Researchers from the University of Geneva (UNIGE) and Geneva University Hospitals (HUG) have reached a significant advance in the fight against type 1 diabetes. Using an innovative hydrogel that supports insulin-producing cells once transplanted into the body, the team successfully regulated blood sugar levels in diabetic mice. This experimental success goes beyond conventional transplantation methods and opens the door to developing a bioartificial pancreas that could eliminate the need for insulin injections. The results, achieved within the European VANGUARD project, are published in the journal Trends in Biotechnology.

Type 1 diabetes happens when the immune system destroys the insulin-producing β cells in the pancreas, causing blood sugar levels to become chronically unbalanced. People with this condition must inject insulin every day for life. Transplanting pancreatic islets—small clusters of insulin- and other hormone-producing cells—can temporarily restore blood sugar control and eliminate the need for insulin injections.

However, this method is limited by the shortage of donors and a high risk of rejection. In addition, when islets are infused into the liver - the standard transplant site - they suffer from inflammation, loss of their natural support matrix, and poor blood supply, all of which compromise their survival.

A team from UNIGE and HUG, led by Ekaterine Berishvili, Associate Professor in the Department of Surgery and at the Diabetes Centre, Faculty of Medicine, UNIGE, and Head of the Cell Isolation and Transplantation Laboratory at the Transplantation Service, Geneva University Hospitals (HUG), has developed an innovative hydrogel called Amniogel, designed to overcome these obstacles.

Derived from the human amniotic membrane—the innermost layer of the membranes surrounding the fetus, easily obtained from the placenta after birth—it restores survival signals lost during islet isolation and allows a microvascular network to self-assemble inside the construct before transplantation. Once implanted, this pre-formed network connects with the host's blood supply, supporting durable graft function. In laboratory tests, the gel also slows the migration of cytotoxic immune cells, suggesting it may help shield the graft early after transplantation.
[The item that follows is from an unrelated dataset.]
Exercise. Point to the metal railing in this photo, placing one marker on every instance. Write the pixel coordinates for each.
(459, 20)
Normal blood sugar levels for at least 100 days

“This gel creates a protective, natural-like environment in which we embed pancreatic islets together with vessel-forming cells. Before transplantation, those cells self-organize into a network of microvessels surrounding the islets, so the graft arrives pre-vascularized,” explains Ekaterine Berishvili. Successfully transplanted into diabetic mice, this construct—thin, disc-shaped grafts approximately 9 mm in diameter—was able to maintain normal blood sugar levels for at least 100 days, the full duration of the follow-up, outperforming both islets transplanted alone and constructs without engineered vasculature. Amniogel is also produced through a GMP-compatible process, a key requirement for future clinical translation.
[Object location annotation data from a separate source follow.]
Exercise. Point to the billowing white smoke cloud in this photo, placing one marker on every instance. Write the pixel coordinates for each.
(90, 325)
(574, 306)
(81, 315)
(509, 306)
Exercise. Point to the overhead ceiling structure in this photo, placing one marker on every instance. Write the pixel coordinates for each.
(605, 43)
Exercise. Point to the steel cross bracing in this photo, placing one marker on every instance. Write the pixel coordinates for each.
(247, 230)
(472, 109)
Approaching clinical application

"This experimental evidence represents a decisive step toward the development of a functional bioartificial pancreas," the researcher said with enthusiasm. "The next step, in order to consider a clinical application, will be to produce larger grafts—or a greater number of them—to meet the requirements for use in humans." Moreover, Amniogel could be used to house many other types of cells, thus paving the way for cell transplantation therapies beyond diabetes.

This bioartificial pancreas project, recognized by the European Commission’s Innovation Radar, was developed as part of the European VANGUARD project, led by UNIGE.